SDA releases election manifesto

The Singapore Democratic Alliance (SDA) has become the first political party to unveil its manifesto for the coming election, with the focus on building a "Singapore for Singaporeans".

The party covered a range of issues in its 2,300-word manifesto posted on its website on Thursday night.

These include the 2013 Population White Paper, the Central Provident Fund (CPF) Minimum Sum scheme as well as the party's position on housing, healthcare and public transport.

One of the manifesto's key points is a call for more incentives and schemes for mothers-to-be.

"We need to breed and grow our own people, and not to 'import' as this may translate to conflicting values and beliefs; that instead of integrating into our culture, we lose our Singapore identity," it said.

The party also wants an end to the CPF Minimum Sum, pledging to fight to let people withdraw all their CPF monies when they want to at the withdrawal age of 55.

The Minimum Sum is the amount that must be set aside for retirement when a CPF member turns 55, with the money used to provide monthly payouts.

The SDA, led by chief Desmond Lim, has said that it will contest the six-member Pasir Ris-Punggol GRC in the coming polls widely expected to be held next month.

Mr Lim, who lost his electoral deposit in the 2013 by-election in Punggol East, is looking at improving the 35.21 per cent vote share it got there in the 2011 election, against a team led by Deputy Prime Minister Teo Chee Hean.

The People's Power Party said its election manifesto is ready "but we want to hear what the PM says in his National Day Rally speech first'', its chief Goh Meng Seng said.
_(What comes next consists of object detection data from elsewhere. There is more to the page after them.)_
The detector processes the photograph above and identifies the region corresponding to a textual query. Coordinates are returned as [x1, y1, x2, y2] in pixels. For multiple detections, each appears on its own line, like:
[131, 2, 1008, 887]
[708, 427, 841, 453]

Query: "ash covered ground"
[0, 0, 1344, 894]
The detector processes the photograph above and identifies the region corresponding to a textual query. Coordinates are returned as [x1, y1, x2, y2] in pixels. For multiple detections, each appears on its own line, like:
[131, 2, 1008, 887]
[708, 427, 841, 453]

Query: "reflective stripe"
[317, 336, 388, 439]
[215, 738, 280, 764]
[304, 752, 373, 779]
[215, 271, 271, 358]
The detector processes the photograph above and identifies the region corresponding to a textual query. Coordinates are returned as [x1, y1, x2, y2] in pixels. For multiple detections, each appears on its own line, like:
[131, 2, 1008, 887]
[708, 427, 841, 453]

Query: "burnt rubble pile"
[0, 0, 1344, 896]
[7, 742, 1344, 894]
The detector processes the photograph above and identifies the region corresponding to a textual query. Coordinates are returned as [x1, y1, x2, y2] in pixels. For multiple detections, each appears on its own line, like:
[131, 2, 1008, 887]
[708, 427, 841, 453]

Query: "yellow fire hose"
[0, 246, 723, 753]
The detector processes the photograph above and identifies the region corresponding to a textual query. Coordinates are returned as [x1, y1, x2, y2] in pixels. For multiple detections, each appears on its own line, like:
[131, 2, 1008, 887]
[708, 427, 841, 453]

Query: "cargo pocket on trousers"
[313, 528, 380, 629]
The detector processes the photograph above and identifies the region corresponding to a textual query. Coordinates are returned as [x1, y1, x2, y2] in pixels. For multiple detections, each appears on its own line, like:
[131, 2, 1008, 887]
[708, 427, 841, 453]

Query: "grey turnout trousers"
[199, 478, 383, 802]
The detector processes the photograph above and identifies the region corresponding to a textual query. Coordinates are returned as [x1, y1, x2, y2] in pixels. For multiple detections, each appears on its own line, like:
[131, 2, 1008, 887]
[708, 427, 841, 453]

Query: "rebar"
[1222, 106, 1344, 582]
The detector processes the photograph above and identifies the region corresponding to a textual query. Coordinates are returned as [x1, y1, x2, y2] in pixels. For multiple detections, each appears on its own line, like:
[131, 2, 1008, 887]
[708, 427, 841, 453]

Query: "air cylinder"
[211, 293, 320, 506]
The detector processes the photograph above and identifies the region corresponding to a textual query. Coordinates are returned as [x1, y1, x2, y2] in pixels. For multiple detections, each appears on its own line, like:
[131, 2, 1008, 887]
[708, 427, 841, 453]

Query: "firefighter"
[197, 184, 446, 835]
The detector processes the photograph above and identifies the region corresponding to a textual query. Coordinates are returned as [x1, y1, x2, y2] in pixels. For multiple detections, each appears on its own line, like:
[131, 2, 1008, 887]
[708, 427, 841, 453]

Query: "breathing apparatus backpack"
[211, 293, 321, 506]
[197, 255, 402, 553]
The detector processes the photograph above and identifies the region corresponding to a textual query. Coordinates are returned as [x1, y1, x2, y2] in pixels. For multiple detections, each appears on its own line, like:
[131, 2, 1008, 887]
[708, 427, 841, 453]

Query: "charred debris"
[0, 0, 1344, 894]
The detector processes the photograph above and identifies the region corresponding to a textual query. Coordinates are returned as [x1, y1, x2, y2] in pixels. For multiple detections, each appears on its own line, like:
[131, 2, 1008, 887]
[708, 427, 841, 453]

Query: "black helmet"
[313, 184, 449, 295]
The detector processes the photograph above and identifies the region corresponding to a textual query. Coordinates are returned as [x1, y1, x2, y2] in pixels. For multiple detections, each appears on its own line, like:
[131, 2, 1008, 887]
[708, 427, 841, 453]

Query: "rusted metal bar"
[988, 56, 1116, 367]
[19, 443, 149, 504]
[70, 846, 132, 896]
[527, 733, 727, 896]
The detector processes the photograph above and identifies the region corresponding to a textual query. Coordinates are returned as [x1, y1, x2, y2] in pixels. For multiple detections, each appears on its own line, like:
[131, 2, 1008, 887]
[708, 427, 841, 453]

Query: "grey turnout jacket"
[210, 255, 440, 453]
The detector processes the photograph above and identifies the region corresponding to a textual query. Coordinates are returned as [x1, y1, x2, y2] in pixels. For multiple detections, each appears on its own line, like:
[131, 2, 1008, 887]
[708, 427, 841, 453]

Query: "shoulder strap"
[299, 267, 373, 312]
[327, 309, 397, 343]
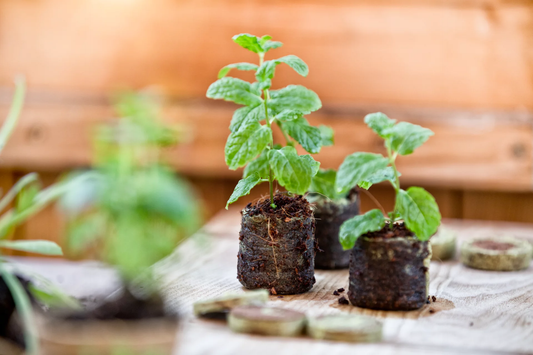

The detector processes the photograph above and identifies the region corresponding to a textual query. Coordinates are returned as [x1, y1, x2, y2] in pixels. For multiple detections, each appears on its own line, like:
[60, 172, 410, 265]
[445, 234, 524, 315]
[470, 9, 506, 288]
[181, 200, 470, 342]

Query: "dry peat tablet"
[228, 306, 306, 337]
[307, 314, 383, 343]
[429, 227, 457, 261]
[193, 290, 269, 316]
[461, 237, 533, 271]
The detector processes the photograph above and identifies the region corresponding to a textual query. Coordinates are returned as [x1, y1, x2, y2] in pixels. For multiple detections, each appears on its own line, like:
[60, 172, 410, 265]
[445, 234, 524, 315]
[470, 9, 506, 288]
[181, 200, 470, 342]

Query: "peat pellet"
[228, 306, 306, 337]
[429, 227, 457, 261]
[193, 290, 268, 316]
[461, 236, 533, 271]
[307, 314, 383, 343]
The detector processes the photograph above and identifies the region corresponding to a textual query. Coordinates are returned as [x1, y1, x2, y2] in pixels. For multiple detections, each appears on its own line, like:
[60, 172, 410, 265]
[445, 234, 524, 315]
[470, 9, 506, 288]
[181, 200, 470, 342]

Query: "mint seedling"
[335, 113, 441, 249]
[207, 34, 333, 209]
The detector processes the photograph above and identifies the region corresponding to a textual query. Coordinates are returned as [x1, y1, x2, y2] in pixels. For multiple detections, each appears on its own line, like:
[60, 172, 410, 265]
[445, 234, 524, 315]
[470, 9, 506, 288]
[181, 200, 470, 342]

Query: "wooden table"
[9, 209, 533, 355]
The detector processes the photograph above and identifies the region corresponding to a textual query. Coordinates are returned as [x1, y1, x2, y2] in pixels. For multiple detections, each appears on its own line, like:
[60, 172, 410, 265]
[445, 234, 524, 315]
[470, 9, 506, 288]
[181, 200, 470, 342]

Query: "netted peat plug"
[461, 236, 533, 271]
[237, 193, 315, 295]
[310, 190, 360, 269]
[348, 224, 431, 311]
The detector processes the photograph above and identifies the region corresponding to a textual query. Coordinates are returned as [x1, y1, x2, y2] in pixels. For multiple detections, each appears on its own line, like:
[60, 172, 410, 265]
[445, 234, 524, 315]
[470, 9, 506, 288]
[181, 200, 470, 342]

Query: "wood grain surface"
[9, 208, 533, 355]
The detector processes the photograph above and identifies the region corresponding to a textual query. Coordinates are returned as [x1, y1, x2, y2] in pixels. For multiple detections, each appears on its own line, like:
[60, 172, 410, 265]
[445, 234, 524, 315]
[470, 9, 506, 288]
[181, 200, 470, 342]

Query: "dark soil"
[314, 191, 360, 269]
[237, 193, 315, 295]
[55, 288, 168, 320]
[0, 276, 31, 348]
[348, 224, 430, 310]
[472, 240, 515, 251]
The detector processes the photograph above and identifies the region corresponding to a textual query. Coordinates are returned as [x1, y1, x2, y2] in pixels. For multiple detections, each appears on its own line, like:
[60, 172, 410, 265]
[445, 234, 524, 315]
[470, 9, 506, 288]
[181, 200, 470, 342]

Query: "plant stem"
[259, 53, 277, 208]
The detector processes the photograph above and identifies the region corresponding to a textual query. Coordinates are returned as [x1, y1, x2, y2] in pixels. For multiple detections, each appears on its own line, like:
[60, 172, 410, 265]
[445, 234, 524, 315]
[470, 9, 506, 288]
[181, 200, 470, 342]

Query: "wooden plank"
[0, 99, 533, 191]
[0, 0, 533, 109]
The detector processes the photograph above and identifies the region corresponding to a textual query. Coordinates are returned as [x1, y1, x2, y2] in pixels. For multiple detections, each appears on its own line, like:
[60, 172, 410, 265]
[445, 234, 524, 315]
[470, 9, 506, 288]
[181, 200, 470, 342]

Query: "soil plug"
[228, 306, 306, 337]
[461, 236, 533, 271]
[307, 315, 383, 343]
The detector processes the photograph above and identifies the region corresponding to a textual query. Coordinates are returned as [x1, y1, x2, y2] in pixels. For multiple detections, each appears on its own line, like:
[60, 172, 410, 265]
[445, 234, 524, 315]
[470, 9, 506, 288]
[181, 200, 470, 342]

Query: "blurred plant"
[0, 79, 83, 354]
[60, 92, 200, 288]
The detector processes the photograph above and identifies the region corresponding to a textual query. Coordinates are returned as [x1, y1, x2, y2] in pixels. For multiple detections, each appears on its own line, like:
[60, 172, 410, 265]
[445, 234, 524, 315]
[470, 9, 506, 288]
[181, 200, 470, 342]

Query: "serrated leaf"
[232, 33, 263, 53]
[229, 105, 265, 132]
[0, 240, 63, 255]
[339, 209, 385, 250]
[385, 122, 434, 155]
[255, 55, 309, 81]
[225, 119, 272, 170]
[207, 77, 263, 107]
[226, 173, 261, 209]
[358, 166, 401, 190]
[365, 112, 396, 138]
[336, 153, 389, 194]
[396, 187, 441, 241]
[318, 125, 335, 147]
[283, 117, 322, 154]
[262, 41, 283, 53]
[309, 169, 338, 200]
[276, 110, 303, 121]
[243, 149, 270, 179]
[269, 146, 319, 195]
[268, 85, 322, 115]
[218, 63, 259, 79]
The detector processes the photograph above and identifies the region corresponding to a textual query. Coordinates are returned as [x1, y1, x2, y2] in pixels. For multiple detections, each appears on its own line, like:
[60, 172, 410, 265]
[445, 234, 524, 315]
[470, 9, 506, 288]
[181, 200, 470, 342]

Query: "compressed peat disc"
[228, 306, 306, 337]
[461, 236, 533, 271]
[193, 289, 269, 316]
[429, 227, 457, 261]
[307, 314, 383, 343]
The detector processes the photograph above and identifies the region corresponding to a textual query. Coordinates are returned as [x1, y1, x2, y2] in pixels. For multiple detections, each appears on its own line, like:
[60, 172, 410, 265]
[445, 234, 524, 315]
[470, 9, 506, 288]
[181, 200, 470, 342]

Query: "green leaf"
[269, 146, 319, 195]
[268, 85, 322, 115]
[218, 63, 259, 79]
[318, 125, 335, 147]
[339, 209, 385, 250]
[262, 41, 283, 53]
[396, 187, 441, 241]
[283, 117, 322, 154]
[225, 119, 272, 170]
[255, 54, 309, 81]
[365, 112, 396, 138]
[0, 240, 63, 255]
[386, 122, 433, 155]
[229, 105, 265, 132]
[233, 33, 264, 53]
[309, 169, 338, 200]
[243, 149, 270, 179]
[276, 110, 303, 121]
[336, 153, 389, 194]
[226, 173, 261, 209]
[358, 166, 401, 190]
[207, 77, 263, 106]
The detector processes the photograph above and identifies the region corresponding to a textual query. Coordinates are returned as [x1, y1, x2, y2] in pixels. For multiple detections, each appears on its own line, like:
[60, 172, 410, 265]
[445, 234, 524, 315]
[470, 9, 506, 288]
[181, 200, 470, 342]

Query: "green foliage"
[207, 33, 333, 208]
[61, 93, 199, 282]
[339, 210, 385, 250]
[335, 112, 441, 248]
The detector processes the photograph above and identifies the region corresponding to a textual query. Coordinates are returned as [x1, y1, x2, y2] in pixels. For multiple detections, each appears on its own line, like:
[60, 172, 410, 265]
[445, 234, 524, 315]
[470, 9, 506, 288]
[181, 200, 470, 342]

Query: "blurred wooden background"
[0, 0, 533, 250]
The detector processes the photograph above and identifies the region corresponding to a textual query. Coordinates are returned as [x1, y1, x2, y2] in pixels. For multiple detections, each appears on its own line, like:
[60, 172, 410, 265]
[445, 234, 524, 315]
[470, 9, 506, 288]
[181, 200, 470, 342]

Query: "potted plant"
[308, 169, 360, 269]
[0, 79, 83, 355]
[207, 34, 332, 294]
[40, 93, 199, 354]
[336, 113, 441, 310]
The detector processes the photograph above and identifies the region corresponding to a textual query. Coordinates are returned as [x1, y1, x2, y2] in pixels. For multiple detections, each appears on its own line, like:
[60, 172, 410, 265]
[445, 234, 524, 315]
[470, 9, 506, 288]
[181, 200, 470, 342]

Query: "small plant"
[336, 112, 441, 249]
[0, 79, 81, 354]
[61, 93, 199, 286]
[207, 33, 333, 208]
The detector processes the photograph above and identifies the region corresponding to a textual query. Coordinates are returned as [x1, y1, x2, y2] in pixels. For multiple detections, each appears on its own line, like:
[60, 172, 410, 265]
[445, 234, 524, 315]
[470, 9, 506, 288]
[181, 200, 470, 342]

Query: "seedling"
[335, 112, 441, 249]
[61, 93, 200, 293]
[207, 33, 333, 209]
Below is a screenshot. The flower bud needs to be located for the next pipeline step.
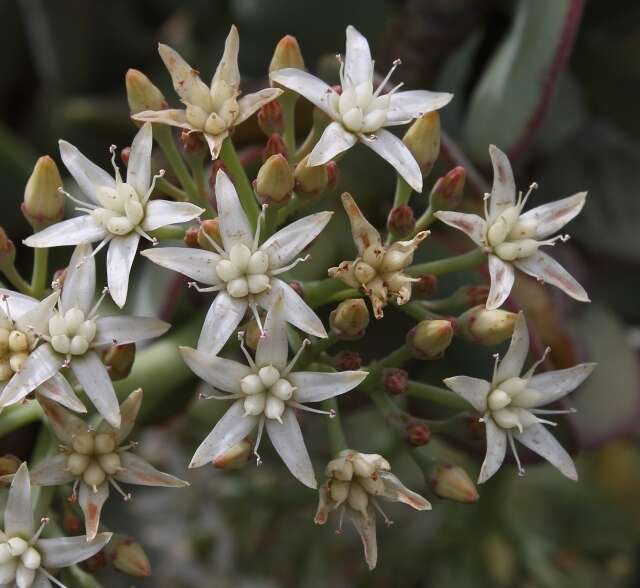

Prime Minister Lee Hsien Loong will deliver the address tomorrow.

Reform Party secretary-general Kenneth Jeyaretnam said it will not release an election manifesto but will rely on the one printed on the fliers it has been distributing since last month.

It includes making public flats freehold, putting a cap on foreign workers and implementing a minimum wage.

Others, like the National Solidarity Party, either did not want to give dates on when their election manifestos would be released or said that they were not ready yet.